María Estela Barbosa lavaba ropa la tarde en que llegamos, pero como “no es buen horario” para juntar agua, debe esperar incluso más de una hora para que se llene cada balde que va a utilizar, así que deja de lado eso y se pone cómoda para contar que lo ideal es hacerlo a la madrugada, cuando nadie usa. “Pero de día yo no puedo dormir y ya estoy mayor, me canso mucho como para no descansar en la noche”, se lamenta.
El hospital, cuya infraestructura pertenece al Instituto de Previsión Social (IPS), está administrado por el Ministerio de Salud, pero los recursos no alcanzan. La mayor parte de los gastos es cubierta con autogestión y en caso de que un paciente necesite ser trasladado desde las comunidades más alejadas o que deba ser derivado a Fuerte Olimpo –a unos 80 kilómetros–, el costo promedio es de G. 1 millón.

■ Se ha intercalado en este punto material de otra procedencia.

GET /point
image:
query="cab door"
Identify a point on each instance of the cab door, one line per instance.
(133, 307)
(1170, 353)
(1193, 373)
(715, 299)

Al respecto, Roberto Ferreira (ANR) dice que la provisión de agua es una de sus prioridades como intendente. Su administración se hizo cargo de la Junta de Saneamiento del agua en la ciudad porque los miembros de esta entidad “estaban cansados de trabajar a pérdida”. Ferreira dice que no se tienen los recursos suficientes para instalar sistemas de distribución en Puerto Diana, ni en 14 de Mayo, la otra comunidad indígena del distrito.
Rodrigo Zárate, de la Fundación Guyra Paraguay, la organización que más ha invertido en la zona en los últimos años, explica que están enfocados en declarar al Pantanal como Patrimonio Natural de la Humanidad por la Unesco. “Pero mientras el agua potable no esté garantizada, poco es lo que esto aportará a la zona”, señala.
Estas poblaciones viven aún como en 1950, cuando Paraguay era el único país de Latinoamérica que no contaba con sistema de distribución de agua potable, pero no precisamente por preservar su cultura ancestral, sino por el olvido al que Estado las somete.
“Cuando la gente de otro país nos visita y cuenta que vienen por el Pantanal, nos alegra. Pero para nosotros, eso de que sea el humedal más grande del mundo no significa nada. Vivimos viendo agua, pero cada vez se contamina más y no hay conciencia, ni va haber, porque para los políticos, nosotros no existimos”, dice Rumilda con voz resignada, mientras cierra el tambor del agua que ya purificó. El caudaloso río Paraguay corre apenas a 150 metros de su casa, pero para ella el verdadero tesoro es ese, el que prepara cada mañana en porciones de 200 litros.